Mais la vision du LEEM n’est pas totalement partagée par l’AFCROs, qui a de son côté pris en compte, non seulement les données de l’industrie pharmaceutique, mais aussi celle de la recherche académique. Dans le baromètre de l’AFCROs, les données indiquent qu’en 2023 446 études cliniques ont été menées par l’industrie, contre 1 651 dans le secteur académique. Si la France se situe bien en retrait de ses concurrents européens au niveau de la recherche clinique menée par l’industrie, elle reste leader – et de loin – de la recherche clinique académique, devant l’Allemagne, l’Espagne, l’Italie et le Royaume-Uni. En intégrant les recherches cliniques académiques, la France reste sur la première marche du podium pour les études cliniques en oncologie depuis 2019. Elle possède également le leadership sur les maladies rares. 

Preuve de ce dynamisme, l’INSERM, acteur clé de la recherche académique française, était en 2023 le premier déposant académique en recherche biomédicale en Europe. 

Derrière la recherche clinique, l’économie de l’industrie pharmaceutique

Si le LEEM s’est concentré sur les données de l’industrie pharmaceutique, c’est que l’économie de cette industrie repose en grande partie sur le dynamisme de la recherche clinique. La position en retrait de la France dans la recherche clinique menée par l’industrie pharmaceutique n’est pas sans conséquences sur les investissements en R&D. Le baromètre du LEEM révèle que les investissements en R&D s’élèvent à un peu moins de 6 milliards d’€ en 2023, soit un chiffre en légère baisse par rapport aux années précédentes. Une somme qui représente 6 % des dépenses totales mondiales en R&D. 

Pour le LEEM, la France se situe également en retrait par rapport à ses concurrents européens pour la production de nouveaux médicaments. Depuis 2017, seulement 9,4 % des médicaments innovants autorisés par l’Agence Européenne du Médicament (EMA) ont au moins un site fabricant situé en France. Ce chiffre place la France derrière l’Allemagne, l’Irlande et l’Espagne. 

Autre chiffre révélateur pour le LEEM, entre 2013 et 2023, les importations de médicaments ont progressé plus rapidement que les exportations.
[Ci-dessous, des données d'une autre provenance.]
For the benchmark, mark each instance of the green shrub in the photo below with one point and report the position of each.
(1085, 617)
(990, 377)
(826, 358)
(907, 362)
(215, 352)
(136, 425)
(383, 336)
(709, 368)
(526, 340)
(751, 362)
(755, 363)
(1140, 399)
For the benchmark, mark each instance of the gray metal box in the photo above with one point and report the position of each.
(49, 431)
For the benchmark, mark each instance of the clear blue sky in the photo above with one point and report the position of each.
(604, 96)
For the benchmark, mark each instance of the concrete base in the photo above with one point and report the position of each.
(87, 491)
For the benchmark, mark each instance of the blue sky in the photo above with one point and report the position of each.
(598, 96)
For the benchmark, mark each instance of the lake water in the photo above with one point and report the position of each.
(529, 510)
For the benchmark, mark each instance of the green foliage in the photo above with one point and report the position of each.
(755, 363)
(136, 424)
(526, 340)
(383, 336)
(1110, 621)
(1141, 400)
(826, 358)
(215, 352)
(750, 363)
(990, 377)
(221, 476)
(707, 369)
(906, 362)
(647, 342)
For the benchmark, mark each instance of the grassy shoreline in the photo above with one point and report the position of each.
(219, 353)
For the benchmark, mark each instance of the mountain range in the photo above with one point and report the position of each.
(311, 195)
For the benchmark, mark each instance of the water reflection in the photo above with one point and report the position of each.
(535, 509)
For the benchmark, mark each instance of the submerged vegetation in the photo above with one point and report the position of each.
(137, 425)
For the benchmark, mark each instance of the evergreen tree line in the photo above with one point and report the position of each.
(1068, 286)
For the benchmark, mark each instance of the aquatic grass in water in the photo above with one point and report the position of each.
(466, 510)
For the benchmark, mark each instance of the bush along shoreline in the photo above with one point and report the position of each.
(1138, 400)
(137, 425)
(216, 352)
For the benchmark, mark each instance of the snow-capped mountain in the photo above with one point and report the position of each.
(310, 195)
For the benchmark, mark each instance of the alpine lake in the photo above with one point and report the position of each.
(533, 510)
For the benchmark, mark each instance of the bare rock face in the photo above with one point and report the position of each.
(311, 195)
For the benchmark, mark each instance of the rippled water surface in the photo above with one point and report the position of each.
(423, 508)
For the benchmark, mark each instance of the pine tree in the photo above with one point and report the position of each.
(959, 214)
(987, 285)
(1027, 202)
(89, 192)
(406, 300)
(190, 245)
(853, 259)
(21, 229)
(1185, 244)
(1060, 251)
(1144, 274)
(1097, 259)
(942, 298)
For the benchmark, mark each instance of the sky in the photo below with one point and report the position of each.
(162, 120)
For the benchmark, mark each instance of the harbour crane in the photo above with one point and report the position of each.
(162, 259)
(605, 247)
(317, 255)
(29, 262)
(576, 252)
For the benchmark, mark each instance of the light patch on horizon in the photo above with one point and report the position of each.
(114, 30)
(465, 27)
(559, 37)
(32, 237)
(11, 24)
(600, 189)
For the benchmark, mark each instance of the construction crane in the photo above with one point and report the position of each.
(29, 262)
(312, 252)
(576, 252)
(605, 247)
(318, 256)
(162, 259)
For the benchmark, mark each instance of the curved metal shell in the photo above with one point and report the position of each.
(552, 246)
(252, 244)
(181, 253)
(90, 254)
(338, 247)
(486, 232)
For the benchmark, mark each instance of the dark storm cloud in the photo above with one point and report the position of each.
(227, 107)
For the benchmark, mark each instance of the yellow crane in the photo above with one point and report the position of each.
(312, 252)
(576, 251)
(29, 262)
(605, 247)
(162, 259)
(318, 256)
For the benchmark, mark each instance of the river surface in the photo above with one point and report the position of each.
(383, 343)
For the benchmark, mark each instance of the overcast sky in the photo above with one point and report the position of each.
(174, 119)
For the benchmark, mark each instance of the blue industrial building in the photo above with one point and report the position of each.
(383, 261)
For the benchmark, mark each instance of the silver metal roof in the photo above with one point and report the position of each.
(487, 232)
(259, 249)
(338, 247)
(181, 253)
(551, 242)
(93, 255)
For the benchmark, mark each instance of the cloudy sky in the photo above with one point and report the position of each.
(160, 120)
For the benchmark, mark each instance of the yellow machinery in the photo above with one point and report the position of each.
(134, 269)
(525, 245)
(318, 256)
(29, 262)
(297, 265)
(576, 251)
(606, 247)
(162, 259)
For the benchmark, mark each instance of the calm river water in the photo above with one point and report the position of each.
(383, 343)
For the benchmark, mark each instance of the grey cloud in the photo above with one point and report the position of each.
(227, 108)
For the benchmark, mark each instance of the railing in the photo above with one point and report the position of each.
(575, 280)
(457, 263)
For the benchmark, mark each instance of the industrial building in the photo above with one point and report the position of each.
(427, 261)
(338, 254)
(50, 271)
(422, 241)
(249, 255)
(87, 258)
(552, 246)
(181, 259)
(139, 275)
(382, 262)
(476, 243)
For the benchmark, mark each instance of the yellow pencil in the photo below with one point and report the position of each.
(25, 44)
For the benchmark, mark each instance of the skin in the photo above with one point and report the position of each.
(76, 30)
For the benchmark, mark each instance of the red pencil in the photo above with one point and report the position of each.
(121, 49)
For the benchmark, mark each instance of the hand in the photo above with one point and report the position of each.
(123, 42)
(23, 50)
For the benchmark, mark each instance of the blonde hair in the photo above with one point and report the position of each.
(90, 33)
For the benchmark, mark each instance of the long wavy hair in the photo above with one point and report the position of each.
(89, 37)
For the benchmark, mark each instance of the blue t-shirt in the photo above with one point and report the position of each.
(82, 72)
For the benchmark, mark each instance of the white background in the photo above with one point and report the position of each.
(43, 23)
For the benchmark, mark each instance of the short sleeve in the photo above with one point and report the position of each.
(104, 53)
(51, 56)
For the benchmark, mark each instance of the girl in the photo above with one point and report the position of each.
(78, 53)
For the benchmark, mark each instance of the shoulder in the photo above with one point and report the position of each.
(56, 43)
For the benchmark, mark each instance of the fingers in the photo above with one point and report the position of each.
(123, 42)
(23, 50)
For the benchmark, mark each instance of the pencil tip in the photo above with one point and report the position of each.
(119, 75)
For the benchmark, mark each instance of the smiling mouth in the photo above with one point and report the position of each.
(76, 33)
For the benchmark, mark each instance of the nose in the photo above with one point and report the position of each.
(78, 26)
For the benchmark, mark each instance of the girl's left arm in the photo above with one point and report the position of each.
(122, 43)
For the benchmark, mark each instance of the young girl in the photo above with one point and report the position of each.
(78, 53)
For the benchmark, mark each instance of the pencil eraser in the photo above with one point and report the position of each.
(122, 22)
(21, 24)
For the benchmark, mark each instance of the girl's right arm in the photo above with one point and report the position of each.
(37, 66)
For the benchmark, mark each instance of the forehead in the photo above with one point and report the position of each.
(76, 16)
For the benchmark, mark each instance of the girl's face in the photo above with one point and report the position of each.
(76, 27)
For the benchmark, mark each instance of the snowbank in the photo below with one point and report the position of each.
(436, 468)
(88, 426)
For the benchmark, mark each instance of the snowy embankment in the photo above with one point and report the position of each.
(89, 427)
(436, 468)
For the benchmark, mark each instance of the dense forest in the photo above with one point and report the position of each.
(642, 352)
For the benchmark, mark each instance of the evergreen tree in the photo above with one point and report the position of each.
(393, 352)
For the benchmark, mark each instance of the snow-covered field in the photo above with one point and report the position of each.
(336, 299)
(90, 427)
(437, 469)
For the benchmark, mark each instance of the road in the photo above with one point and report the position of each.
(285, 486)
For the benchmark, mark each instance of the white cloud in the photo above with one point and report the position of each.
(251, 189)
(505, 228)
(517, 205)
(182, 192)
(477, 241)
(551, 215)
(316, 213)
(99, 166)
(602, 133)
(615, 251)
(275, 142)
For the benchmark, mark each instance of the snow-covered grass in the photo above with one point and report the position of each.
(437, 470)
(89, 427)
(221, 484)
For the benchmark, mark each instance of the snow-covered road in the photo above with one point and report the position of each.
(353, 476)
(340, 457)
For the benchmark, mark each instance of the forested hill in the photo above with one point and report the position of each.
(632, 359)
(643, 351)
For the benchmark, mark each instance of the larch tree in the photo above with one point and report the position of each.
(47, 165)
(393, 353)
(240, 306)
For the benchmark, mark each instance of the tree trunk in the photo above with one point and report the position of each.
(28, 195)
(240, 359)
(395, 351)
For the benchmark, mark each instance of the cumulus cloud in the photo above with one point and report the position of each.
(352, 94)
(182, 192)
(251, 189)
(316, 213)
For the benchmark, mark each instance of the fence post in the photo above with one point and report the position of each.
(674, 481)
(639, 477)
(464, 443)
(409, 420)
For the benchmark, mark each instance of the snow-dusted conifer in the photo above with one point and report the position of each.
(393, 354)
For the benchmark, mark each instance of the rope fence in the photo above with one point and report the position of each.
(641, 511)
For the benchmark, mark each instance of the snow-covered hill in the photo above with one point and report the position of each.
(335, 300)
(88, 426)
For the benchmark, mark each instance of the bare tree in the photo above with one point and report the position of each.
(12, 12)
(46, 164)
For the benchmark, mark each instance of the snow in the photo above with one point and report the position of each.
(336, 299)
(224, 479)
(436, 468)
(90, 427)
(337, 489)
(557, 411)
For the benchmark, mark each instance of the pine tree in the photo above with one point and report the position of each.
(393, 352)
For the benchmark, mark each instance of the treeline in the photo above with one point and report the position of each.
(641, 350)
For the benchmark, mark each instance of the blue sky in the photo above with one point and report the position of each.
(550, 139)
La France a ainsi perdu sa place sur le podium européen du solde commercial de l’industrie pharmaceutique.

Une recherche clinique dynamique incite les industriels à investir et à produire les médicaments sur place. La situation particulière de la France impose au contraire des investissements publics massifs et récurrents pour financer la recherche académique, mais sans pour autant renforcer l’attractivité de la France en matière d’investissements et de production par l’industrie pharmaceutique. 

La recherche clinique, un indicateur de l’accès aux nouveaux médicaments

Ce recul de la France en matière de recherche clinique industrielle pourrait impacter directement la prise en charge des patients, en particulier pour les médicaments innovants. Dans le baromètre du LEEM, en dehors de la procédure d’accès précoce mise en place par la France, les patients français accèdent aux nouveaux médicaments en moyenne plus de 400 jours après les patients allemands ! 

Parmi les nouveaux médicaments autorisés en Europe, 37 % ne sont pas disponibles en France, contre seulement 12 % en Allemagne. Là encore, plusieurs raisons peuvent être avancées : 

  • Le faible prix des médicaments en France, les plus bas du top 5 européen ; 
  • La fiscalité la plus lourde d’Europe pour les entreprises du médicament ;
  • Un cadre législatif très évolutif, lié aux dispositions des projets de loi de financement de la Sécurité Sociale (PLFSS) successifs.

Recherche clinique, industrie pharmaceutique et accès aux médicaments sont intimement liés. Si la recherche clinique académique est une volonté nationale, soutenue par les pouvoirs publics, elle n’est pas forcément synonyme d’une attractivité pour l’industrie pharmaceutique et d’un accès facilité aux médicaments pour les patients. L’AFCROs et le LEEM s’entendent sur un point, il est déterminant de renforcer l’attractivité de la France auprès de l’industrie pharmaceutique pour que la France reste à l’avenir un leader de la recherche clinique.